Tempat Jual laptop di cinangka, depok hub : 081384510779
Tempat Jual laptop pondok cina depok hub : 081384510779 PONDOK Cina, Kota Depok. Kelurahan yang terletak di Kecamatan Beji itu punya kisah terkait penamaannya. Dulu, Pondok Cina merupakan kawasan Pecinan atau tempat bermukim orang – orang Tionghoa.
Kini, jejak peninggalan para pendatang tersebut terbilang minim. Sebuah bangunan tua yang dikenal dengan rumah Pondok Cina menjadi salah satu jejak tersisa kehadiran orang Tionghoa. Namun, nasib bangunan bersejarah itu juga cukup mengkhawatirkan. Terkepung Mal Margo City dan Margo Hotel, rumah Pondok Cina seperti kehilangan fungsi dan terkesan menyeramkan. Akses masyarakat menuju rumah Pondok Cina juga tak mudah.
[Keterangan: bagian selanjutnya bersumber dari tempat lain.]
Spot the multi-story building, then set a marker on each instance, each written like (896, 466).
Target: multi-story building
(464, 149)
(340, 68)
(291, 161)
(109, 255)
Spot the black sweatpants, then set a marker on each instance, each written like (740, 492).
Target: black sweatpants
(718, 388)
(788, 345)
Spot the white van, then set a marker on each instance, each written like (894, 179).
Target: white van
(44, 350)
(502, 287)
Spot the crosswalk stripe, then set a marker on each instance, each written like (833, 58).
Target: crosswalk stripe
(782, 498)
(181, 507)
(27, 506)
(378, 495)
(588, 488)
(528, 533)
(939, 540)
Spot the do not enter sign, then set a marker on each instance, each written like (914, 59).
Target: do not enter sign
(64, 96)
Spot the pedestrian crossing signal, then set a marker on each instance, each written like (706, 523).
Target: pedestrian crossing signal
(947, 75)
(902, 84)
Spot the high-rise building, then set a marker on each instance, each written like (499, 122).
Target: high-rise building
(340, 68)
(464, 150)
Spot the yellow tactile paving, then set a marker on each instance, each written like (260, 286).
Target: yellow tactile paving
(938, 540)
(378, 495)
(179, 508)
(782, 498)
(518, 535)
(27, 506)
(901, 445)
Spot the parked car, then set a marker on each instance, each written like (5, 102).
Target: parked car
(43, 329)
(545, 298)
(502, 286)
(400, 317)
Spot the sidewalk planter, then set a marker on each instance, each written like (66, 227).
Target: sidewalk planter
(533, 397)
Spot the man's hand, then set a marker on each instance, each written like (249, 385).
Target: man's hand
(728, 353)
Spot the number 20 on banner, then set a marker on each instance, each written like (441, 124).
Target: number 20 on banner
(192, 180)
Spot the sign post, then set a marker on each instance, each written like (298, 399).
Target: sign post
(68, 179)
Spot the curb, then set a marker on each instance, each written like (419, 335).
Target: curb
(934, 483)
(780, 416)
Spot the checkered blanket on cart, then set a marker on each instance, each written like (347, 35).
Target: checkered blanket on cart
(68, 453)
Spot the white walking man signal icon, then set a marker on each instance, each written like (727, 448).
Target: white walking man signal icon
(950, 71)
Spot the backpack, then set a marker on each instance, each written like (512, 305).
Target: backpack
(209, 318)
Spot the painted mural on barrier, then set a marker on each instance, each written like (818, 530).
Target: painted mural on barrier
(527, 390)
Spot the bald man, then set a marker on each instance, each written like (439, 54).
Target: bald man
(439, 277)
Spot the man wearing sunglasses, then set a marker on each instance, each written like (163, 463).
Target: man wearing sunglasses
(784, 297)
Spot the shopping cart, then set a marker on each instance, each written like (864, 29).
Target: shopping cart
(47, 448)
Lalu apa urusan pendatang Tionghoa hadir di Depok di masa lalu? “PR” mencoba menelusurinya.
Sejarawan Universitas Indonesia Tri Wahyuning M Irsyam mengungkapkan, kehadiran orang Tionghoa di Depok terjadi sejak abad ke-18. “(Pemukiman Tionghoa) itu ada di  kampung sekitar (rumah Pondok Cina),” ucap Tri saat dihubungi “PR”, Selasa 17 Oktober 2017.
Pendatang tersebut merupakan pedagang – pedagang di pasar DepokPondok Cina merupakan tempat transit atau pemondokan mereka sebelum berdagang di pasar. 
Orang Tionghoa saat itu dilarang tinggal di wilayah Depok lama yang berada di sekitar kawasan Pancoran Mas. Larangan tersebut berdasarkan surat wasiat yang ditulis Cornelis Chastelein, eks tenaga pembukuan VOC yang menjadi pemilik tanah Depok. Mereka dianggap sumber kerusuhan dan suka meminjamkan uang dengan bunga tinggi.
“Mereka hanya diizinkan berdagang pada waktu siang hari. Apabila matahari telah terbenam, mereka berbondong – bondong meninggalkan kawasan Depok,” tutur Tri. Para pedagang tersebut tak mungkin pulang ke Glodok yang jadi pemukiman Tionghoa di Batavia. 
Rumah tua Pondok Cina
Akhirnya, tutur Tri, mereka tinggal di Kampung Bojong yang berlokasi di sekitar rumah Pondok Cina. Rumah tua itu juga memiliki kisah penanda kehadiran orang Tionghoa. Tri menuturkan, rumah Pondok Cina dibangun seorang arsitek Belanda. Pada pertengahan abad ke-19, saudagar Tionghoa bernama Lauw Tek Tjiong membeli dan mewariskan kepada anaknya, Lauw Tjeng Shiang. Sang anak merupakan Kapiten Cina.
Kawasan di sekitar rumah tua adalah perkebunan karet dan area pesawahan yang awalnya didiami  lima keluarga keturunan Tionghoa. Selain berdagang, para pendatang tersebut ada yang menjadi petani dan bekerja di perkebunan karet tuan tanah Belanda.

Leave a Reply

Your email address will not be published. Required fields are marked *

This site uses Akismet to reduce spam. Learn how your comment data is processed.